Le communiqué vidéo avait été amplement repris par les agences de presse occidentales - notamment aux Etats-unis, trop contentes d’y voir l’illustration de ce que l’Administration Bush répétait à longueur de journée : Al-Qaïda est bien implanté en Irak, la guerre contre le terrorisme a toute sa justification à Bagdad, parler de retrait des troupes US est impensable…

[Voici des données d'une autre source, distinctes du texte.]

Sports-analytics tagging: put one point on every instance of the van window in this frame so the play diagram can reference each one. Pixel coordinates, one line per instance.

Ce ne fut pas la dernière apparition d’Abu Omar - régulièrement des communiqués étaient fournis aux agences de presse occidentales, tous plus alarmants les uns que les autres. Juste avant Noël 2006 il déclarait ainsi que ses “ingénieurs” avaient mis au point la fabrication d’un missile de moyenne portée, nommé “al-Qaida 1″ - missile que nul ne vit jamais voler.

En Février 2007 il annonça avoir crée un gouvernement islamique en Irak, y compris un ministre de la pèche. Tous les membres de ce gouvernement fantôme étaient totalement inconnus, à l’exception de Abu Hamsa al-Muhadschir alias Abu Ajjub al-Masri, qui s’était préalablement autoproclamé “commandeur d’Al-Qaïda à Bagdad”.

Dans la foulée le nouveau “gouvernement islamiste irakien” déclarait la guerre à l’Iran, appellant les “vrais croyants” (Sunnites) à s’unir contre les impies chiites. A cette occasion le “commandeur” Abu Omar avait d’ailleurs ajouté “al-Quraishi” à son nom, afin de faire croire à une filiation avec la lignée des Quraishi, la famille du prophète Mahommet, pedigree cher aux yeux de la communauté Sunnite.

Mis à part la presse occidentale, personne en Irak ne prêtait vraiment attention à ces déclarations. Et à raison : il s’avère en fait que Abu Omar al-Baghdadi n’existe pas. Les vidéos sont fausses, tournées par un acteur irakien.